Metacity (pronounced /mə'tæsɪti/) was the default window manager used by the GNOME 2 desktop environment until it was replaced by Mutter in GNOME 3. It is still used by GNOME Flashback, a session for GNOME 3 that provides a similar user experience to the Gnome 2.x series sessions.

The development of Metacity was started by Havoc Pennington and it was released under the GNU General Public License. Before the introduction of Metacity in GNOME 2.2, GNOME used Enlightenment and then Sawfish as its window manager.

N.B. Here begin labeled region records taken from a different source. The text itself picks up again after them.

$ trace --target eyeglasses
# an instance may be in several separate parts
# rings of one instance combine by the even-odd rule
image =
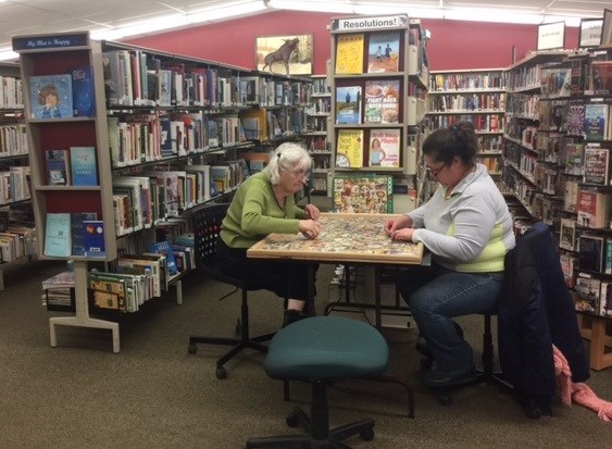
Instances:
[[[292,174],[297,179],[301,179],[307,182],[310,178],[310,170],[287,170],[290,174]]]
[[[445,166],[447,166],[447,164],[441,164],[441,165],[440,165],[439,167],[437,167],[437,169],[432,169],[430,166],[428,166],[428,167],[427,167],[427,172],[428,172],[432,176],[438,177],[438,173],[440,173]]]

Although Metacity was designed to integrate into the GNOME desktop, it does not require it to run, while GNOME can be used with different window managers provided that they support the part of the ICCCM specification that GNOME requires.

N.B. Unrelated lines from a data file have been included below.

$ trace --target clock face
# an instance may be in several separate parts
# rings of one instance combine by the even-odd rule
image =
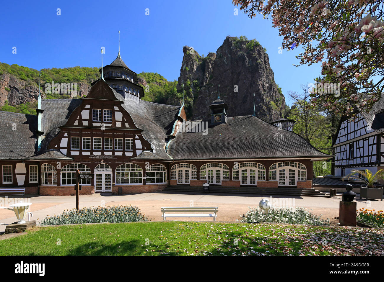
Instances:
[[[215,122],[220,122],[221,121],[221,115],[215,115],[214,119]]]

Metacity uses the GTK graphical widget toolkit to create its user interface components, which makes it themeable and makes it blend in with other GTK applications. Originally, Metacity used GTK 2 however as of version 3.12.0 it has been ported to GTK 3.

== Aim ==
Metacity's focus is on simplicity and usability rather than novelties. Its author has characterized it as a "Boring window manager for the adult in you. Many window managers are like Marshmallow Froot Loops; Metacity is like Cheerios." People in favour of Metacity say that it is aimed at new computer users who do not need the abundant options and functionality of Sawfish or Enlightenment. Havoc Pennington wrote an essay explaining why he wrote Metacity and simplified the GNOME desktop.

== Themes ==
Despite the incomplete state of Metacity theme development documentation, many themes have been written for Metacity. A popular theme engine is Clearlooks, which was the default in GNOME from version 2.12 until the release of GNOME 3 and GNOME Shell.